Sunday, July 22, 2007

The Big Conflict

Yesterday I was asked what my goal weight is for my diet, and I honestly answered, "I don't know." I know my recommended target range is 132 - 164 pounds. Those numbers mean several things to me. The first is that to be at the top of my healthy weight range by the shaky standard of Body Mass Index, I'll need to lose almost 100 more pounds. The second is that I haven't weighed in that range since I was about 15 years old, and that thought is immediately followed by the standard advice that weighing what you did in high school when you're a middle aged woman isn't a realistic goal.

I didn't start this diet to get skinny. I'm not built to be skinny. No matter what I've weighed at any point in my lifetime, I've had full breasts, hips and a protuding belly. Regardless of what our culture wants women to look like, we come in all different shapes and sizes, and they can all be healthy and beautiful. I want to be healthy and live my life with joy, peace, productivity and pleasure. That is my real goal.

The conflict comes in with identifying those benchmarks. There is only so much that changing the size of my body will accomplish towards achieving those goals. Joy and peace will hinge much more on spiritual, emotional, and intellectual growth than losing pounds. Accepting and loving the body that I have must be a part of that. I know what joy, peace, productivity and pleasure all feel like. I can identify those easily.

So, where is the conflict? It doesn't seem like anybody can truly define what healthy is. Is it like art, where you know it when you see it? There are certain quantifiable standards, of course. Blood pressure, cholesterol levels, blood chemistry values, urine content and more can all be measured, but I'm not going to spend my days waiting to hear lab results. So, how do we decide what's healthy?

Size alone won't tell. When I was in my twenties, I was considered obese, yet I felt great. I had endless energy, the kind of skin I envy now, shiny hair, strong nails, and muscles one could see, yet I was uninsurable because of my weight, deemed unhealthy by doctors and full of self loathing because I was fat. I was physically healthy, but not recognized as such. Mentally, I was a wreck, and people told me that I had the right attitude about my weight and size, because I hated myself for being fat. Self-hatred is apparently deemed a good motivation tool.

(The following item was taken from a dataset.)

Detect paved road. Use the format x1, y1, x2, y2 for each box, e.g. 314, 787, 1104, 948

I know better than that by now, but I'm still conflicted. Health is something too transitory and too individual to set as a goal or standard. What the "experts" in the field of obesity say is a healthy weight, they also tell me is an unrealistic standard. I'm going to have to go by how I feel, and unless I'm truly worthy of my own trust, that can be scary. With a lifetime of stupid, messed up thinking about fat behind me, finding the good attitudes about size, fat, beauty, and food is new and tricky territory.

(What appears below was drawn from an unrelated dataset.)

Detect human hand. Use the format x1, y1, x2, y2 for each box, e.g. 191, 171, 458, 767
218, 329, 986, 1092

I'm having to combine parts of the fat acceptance movement, the diet industry, the experiences of having eating disorders in my family, the medical industry, decent counseling, and feminism to forge this path. It's too easy to say that an individual standard of what is healthy though is what people need. My daughter just knew that 77 pounds would be the perfect weight for her despite all the other evidence of her health going to pot. Everyone was telling her how wonderful she looked when our family and her team of doctors and nutritionists were fighting just to keep her alive.

When the public voices that say what is healthy for are driven more by profit than fact and what they say is contradictory, there's really no wonder why I and so many others feel conflicted and confused.